Polymer informatics for QSPR prediction of tensile mechanical properties. Case study: Strength at break

The artificial intelligence-based prediction of the mechanical properties derived from the tensile test plays a key role in assessing the application profile of new polymeric materials, especially in the design stage, prior to synthesis. This strategy saves time and resources when creating new polymers with improved properties that are increasingly demanded by the market. A quantitative structure-property relationship (QSPR) model for tensile strength at break is presented in this work. The QSPR methodology applied here is based on machine learning tools, visual analytics methods, and expert-in-the-loop strategies. From the whole study, a QSPR model composed of five molecular descriptors that achieved a correlation coefficient of 0.9226 is proposed. We applied visual analytics tools at two levels of analysis: a more general one in which models are discarded for redundant information metrics and a deeper one in which a chemistry expert can make decisions on the composition of the model in terms of subsets of molecular descriptors, from a physical-chemical point of view.
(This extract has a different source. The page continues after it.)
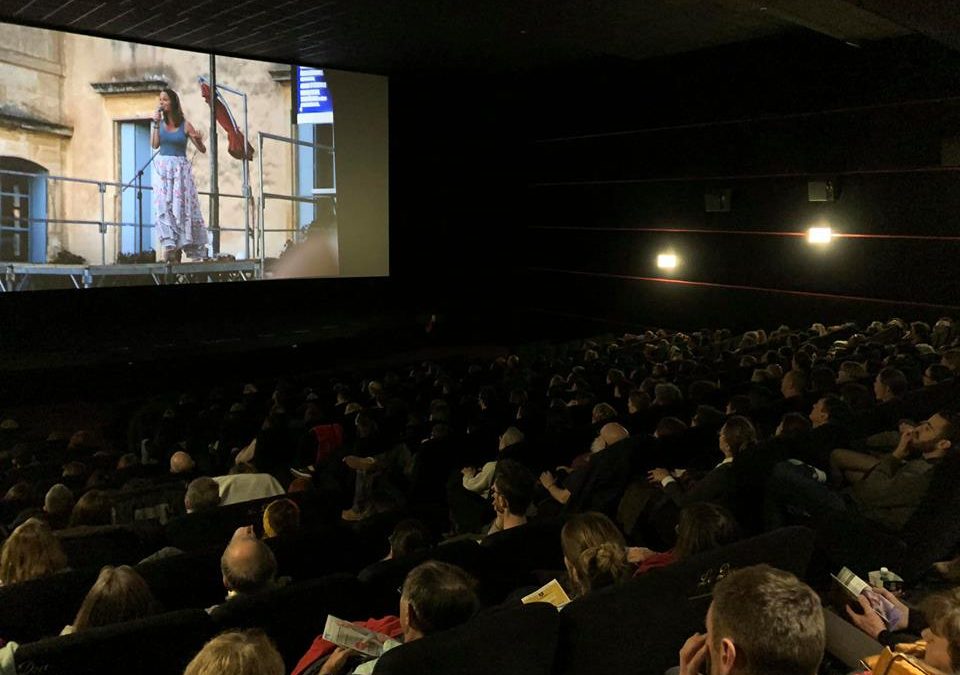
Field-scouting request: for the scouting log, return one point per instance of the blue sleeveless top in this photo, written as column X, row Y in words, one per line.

In this way, with the present work, we close a contribution cycle to polymer informatics, providing QSPR models oriented to the prediction of mechanical properties related to the tensile test.

Automated summary

This paper introduces an artificial intelligence-based method for predicting the mechanical properties of the tensile test. By using machine learning tools, visual analytics methods, and expert-in-the-loop strategies, a QSPR model composed of five molecular descriptors is proposed, achieving a high correlation coefficient.